Abstract:

Women and men differ in many aspects of life; among these, their view of sport activities differ considerably. Thus, football (soccer) and the prediction of football results are recurrent sources of stress. Despite this, until now no study has investigated the parameters affecting football expertise in detail. We performed two prospective observation studies in health care employees to investigate whether football expertise, as a parameter combining behavioural, social, and physical aspects of life, is related to gender or anthropometric parameters.

The first study was performed in 2004 during the UEFA European Cup in Portugal. In order to confirm the results of the initial study, a second study was performed during the FIFA World Cup 2006 in Germany. A total of 307 persons were included in the studies. All volunteers had to predict the results of the preliminary round of the respective tournament. An evaluation of the results was done by scores, which were given for correct tendency and correct numbers of goals for each team.

In the first study, a significant difference between male and female participants was found (46.7 ± 1.3 pts, n=41 f: 42.7 ± 1.4 pts, n=42; p = 0.03). This was confirmed in the second study, which had a total of 224 participants. Here, male participants scored significantly higher than female participants (m: 113.9 ± 1.0 pts; f: 108.7 ± 1.3pts; p = 0.004). This difference remained significant in both studies after adjustment for age, profession, and BMI. Despite the fact that the majority of “couch potatoes” are supposed to be outstanding football experts, no relation between BMI and the ability to predict football results was found.

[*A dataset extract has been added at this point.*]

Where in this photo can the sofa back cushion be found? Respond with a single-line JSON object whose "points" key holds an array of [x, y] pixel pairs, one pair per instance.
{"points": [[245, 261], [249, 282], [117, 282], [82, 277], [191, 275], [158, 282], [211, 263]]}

We demonstrated that men perform better in predicting football results than women. This finding was confirmed in a second independent cohort. The consequences of this apparent discrepancy between these gender specific realities on men’s health and the question of whether advertisement and television increasingly favour promoting women as football experts remain to be determined.

Introduction:

Football (soccer) expertise depends on psychological, social, and physiological factors. Despite the apparent impact of this topic on daily life, no study has investigated the parameters affecting football expertise in detail until now. In particular, the question of whether gender is important for individual football expertise is recurrent, due to a lack of valid studies and often irrational debate. Initially, football was dominated on and beside the football field by males. The classical roles were described; the male was the football expert, who rarely played football himself, watched football on TV, and liked to analyse previous games. On the other hand, women tried to avoid watching football games if possible and judged it simply as a sport with twenty-two men running for one ball. Therefore, discussions between males and females about this topic have been often dominated by males.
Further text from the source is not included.